Seen from the river, Popoli’s skyline is defined by the outline of its twin churches, Santissima Trinità and Santi Lorenzo and Biagio, built on high ground overlooking the town.
What to do in Popoli
Popoli is picturesque but that’s not the only reason people come here. It’s a favourite base for trekkers, excursionists – especially visitors to the Reserve, the Riserva Naturale Sorgenti del Pescara – and truffle hunters. There is also a wolf centre here, with guided tours.
Some also come to take the waters. There has been a spa in Popoli since the nineteenth century, though the first complex was bombed during the Second World War. The waters of Popoli are said to be especially effective in easing rheumatism and respiratory and digestive ailments.
We get to Popoli on market day, which occurs every Monday and Thursday, and there is bustle in the main square, Piazza della Libertà. The locals seem just as keen to stop and chat as they are to purchase the fruit, vegetables and clothing on sale.
Tragedy in the marketplace
There might have been a similar atmosphere in the square when tragedy struck in March 1944, when Popoli was occupied by the Germans. It would have been a spring day like this one, maybe with the sun shining and the trees in blossom. Women and children were queuing up at the town hall to receive their ration coupons when the British dropped their bombs. killing at least 200 in the queue. It was the second time in two months this little town had been bombed and the tragedy is remembered in March every year.
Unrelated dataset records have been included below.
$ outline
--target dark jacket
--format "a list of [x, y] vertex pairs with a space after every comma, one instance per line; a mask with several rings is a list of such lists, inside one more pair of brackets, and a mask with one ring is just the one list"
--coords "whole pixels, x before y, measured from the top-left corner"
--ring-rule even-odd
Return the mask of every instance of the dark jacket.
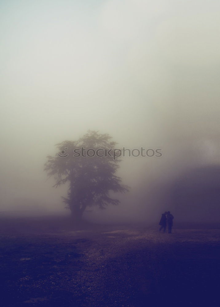
[[174, 218], [174, 216], [172, 214], [167, 215], [167, 223], [171, 226], [173, 226], [173, 220]]
[[160, 219], [159, 225], [161, 225], [161, 226], [163, 226], [164, 227], [165, 227], [167, 226], [167, 218], [166, 217], [166, 214], [164, 213], [163, 213], [162, 214], [162, 216]]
Maybe it’s the lively atmosphere of the market, but I think I can detect a certain robustness of spirit here in Popoli. History would seem to testify to this, for despite its heavy battering during the war, the town picked itself up and flourished in the post-war years. At the end of the nineteenth century it was also known to have been a hub for brigantaggio, or the bands of brigands that roamed the area.
Ancient sites
Despite the German occupation and Allied bombardment, the buildings which frame the square have withstood the test of time. The Taverna Ducale, now an art gallery, dates back to the late thirteenth century. Beside it is the church of San Francesco, with its two lions guarding the doorway and a particularly beautiful gothic rose window high up on the façade. Alongside is the curiously pink Torre Civica with its outsize clock showing the wrong time.
Also in the square, now surrounded by the awnings of the market stalls, is the Fontana dei Mascheroni, translated as the fountain of gargoyles, from which water spouts. The original, in stone, was destroyed during the bombing and its replacement is in cast iron.
Caged bird
The market stalls continue along the main road. On the corner, outside a shop, we come across a macaw in a cage. Its friendly owner comes out to introduce us but the bird just tucks its head coyly under a bright blue wing. The man tells us he often takes his charge free flying and shows us a photo of the macaw in flight, a blue arrow soaring against a background of jagged mountain peaks. It probably beats sitting in a cage being harassed by tourists I think. But the bird gives nothing away.
The macaw turns out to be the only example of exotic wildlife we meet. And maybe it’s better that way.
From Pescara take A25 motorway, exit Bussi-Popoli.